AGI - Hier soir, au Théâtre national Mohammed V de Rabat, le Balletto di Milano a présenté l’une des œuvres les plus universelles du répertoire artistique mondial: "Roméo et Juliette" dans une interprétation chorégraphique signée par cette compagnie italienne d’excellence, acclamée pour la puissance expressive et la précision de ses créations. Un nouveau moment de dialogue culturel entre l’Italie et le Maroc, à travers la force universelle de l’art, a déclaré l’ambassade d’Italie au Royaume du Maroc, promotrice de l’événement aux côtés de l’Institut italien de culture de Rabat, en collaboration avec le Théâtre national Mohammed V et l’Association Balletto di Milano.
"La présentation de Roméo et Juliette à Rabat reflète l’engagement de l’Italie à développer une coopération culturelle fondée sur la continuité, la qualité et le partenariat avec les institutions marocaines", a déclaré l’ambassadeur d’Italie au Maroc, Pasquale Salzano, précisant que "grâce à des projets concrets ouverts au public, la culture devient un vecteur de compréhension mutuelle et de liens plus étroits entre nos sociétés". La présence du Balletto di Milano au Théâtre national Mohammed V "illustre cette approche, attentive au public et respectueuse des sensibilités locales. En ces jours où Milan est au centre de l’attention internationale pour les Jeux olympiques d’hiver de Milan-Cortina 2026, cette initiative à Rabat rappelle que l’ouverture internationale repose également sur des échanges culturels durables, ancrés dans le dialogue et la confiance", a ajouté Salzano.

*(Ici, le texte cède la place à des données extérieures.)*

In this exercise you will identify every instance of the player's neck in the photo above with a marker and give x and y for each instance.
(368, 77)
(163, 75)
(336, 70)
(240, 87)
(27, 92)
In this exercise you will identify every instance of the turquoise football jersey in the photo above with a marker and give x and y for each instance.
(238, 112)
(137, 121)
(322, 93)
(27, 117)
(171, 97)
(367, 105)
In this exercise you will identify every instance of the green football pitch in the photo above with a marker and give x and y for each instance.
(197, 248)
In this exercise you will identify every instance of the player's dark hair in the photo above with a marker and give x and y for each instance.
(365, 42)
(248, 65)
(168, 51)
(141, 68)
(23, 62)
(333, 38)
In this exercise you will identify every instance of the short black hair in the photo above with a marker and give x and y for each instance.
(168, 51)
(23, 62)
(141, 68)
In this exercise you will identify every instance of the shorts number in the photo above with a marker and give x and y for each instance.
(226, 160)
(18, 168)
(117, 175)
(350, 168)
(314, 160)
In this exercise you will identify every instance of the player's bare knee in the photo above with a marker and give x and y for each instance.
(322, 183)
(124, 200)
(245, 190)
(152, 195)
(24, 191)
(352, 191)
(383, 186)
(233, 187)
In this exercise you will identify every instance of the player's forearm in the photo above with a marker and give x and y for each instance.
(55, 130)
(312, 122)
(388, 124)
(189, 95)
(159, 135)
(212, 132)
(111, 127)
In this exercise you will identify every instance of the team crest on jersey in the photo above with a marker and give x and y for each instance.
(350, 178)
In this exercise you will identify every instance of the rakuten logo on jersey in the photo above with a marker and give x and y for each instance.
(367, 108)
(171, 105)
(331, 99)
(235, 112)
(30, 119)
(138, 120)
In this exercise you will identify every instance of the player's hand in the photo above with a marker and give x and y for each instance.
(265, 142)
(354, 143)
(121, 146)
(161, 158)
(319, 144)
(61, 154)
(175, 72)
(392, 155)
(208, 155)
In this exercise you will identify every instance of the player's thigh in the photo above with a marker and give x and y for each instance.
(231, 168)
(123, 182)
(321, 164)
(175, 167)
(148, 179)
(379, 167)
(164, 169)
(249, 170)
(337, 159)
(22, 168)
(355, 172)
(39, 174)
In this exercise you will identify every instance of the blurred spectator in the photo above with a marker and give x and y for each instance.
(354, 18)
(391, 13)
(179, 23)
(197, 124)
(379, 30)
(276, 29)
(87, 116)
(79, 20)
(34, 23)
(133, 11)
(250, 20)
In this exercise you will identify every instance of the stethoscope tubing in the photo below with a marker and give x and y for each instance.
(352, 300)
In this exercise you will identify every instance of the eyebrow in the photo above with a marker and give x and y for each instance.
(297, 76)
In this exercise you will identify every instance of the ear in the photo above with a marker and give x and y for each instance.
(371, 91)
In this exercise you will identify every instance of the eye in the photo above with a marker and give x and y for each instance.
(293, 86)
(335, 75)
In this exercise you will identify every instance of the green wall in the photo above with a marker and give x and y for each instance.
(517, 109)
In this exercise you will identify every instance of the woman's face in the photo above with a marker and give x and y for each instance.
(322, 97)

Inspirée de l’inoubliable tragédie de William Shakespeare, cette production transpose sur scène, à travers le langage du corps, l’irrésistible impulsion de l’amour, la violence des rivalités et le poids inéluctable du destin. Les mots cèdent la place au mouvement; le langage devient geste; l’émotion se déploie dans l’espace, portée par un style chorégraphique d’une profonde intensité dramatique. La musique expansive et profondément lyrique de Piotr Ilitch Tchaïkovski imprègne toute la narration. Elle accompagne la scénographie de Marco Pesta, conçue comme une architecture symbolique dominée par l’or et l’argent, les couleurs des deux familles rivales. Ces tonalités sculptent la scène, créant des contrastes visuels saisissants et une atmosphère à la fois opulente et tragique, dans laquelle les corps se meuvent, se cherchent, s’affrontent et s’unissent. Les somptueux costumes, les grandes danses d’ensemble et la précision des tableaux chorégraphiques transmettent la tension collective qui traverse l’œuvre, tandis que les pas de deux – véritable cœur battant du ballet – expriment avec une rare intensité la fragilité, l’absolu et l’éblouissante intensité de l’amour de Roméo et Juliette. Chaque mouvement devient un souffle, chaque silence une suspension du temps. La chorégraphie de Federico Veratti se déploie dans un style riche et contrasté, fusionnant le virtuosisme du ballet classique avec des expressions contemporaines, offrant une interprétation sensible et profondément humaine de l’œuvre. Cette fusion de langages chorégraphiques confère à la production un dynamisme unique, révélant la maîtrise technique et l’engagement émotionnel des danseuses et danseurs du Balletto di Milano. La direction artistique de Carlo Pesta garantit l’équilibre et la cohérence de l’ensemble, tout en affirmant une identité artistique forte et reconnaissable.
"Cette production illustre brillamment la richesse de la création chorégraphique italienne", a indiqué Carmela Callea, directrice de l’Institut italien de culture de Rabat. "En présentant Roméo et Juliette au public marocain, l’Institut réaffirme son engagement pour une culture vibrante, exigeante et ouverte, capable de créer des émotions partagées et durables. Roméo et Juliette incarne la capacité de l’art à transcender les frontières et à parler à toutes les sensibilités. Accueillir le Balletto di Milano à Rabat signifie célébrer une œuvre universelle et affirmer la vitalité du dialogue culturel entre l’Italie et le Maroc, à travers le langage profondément humain de la danse", a conclu Callea.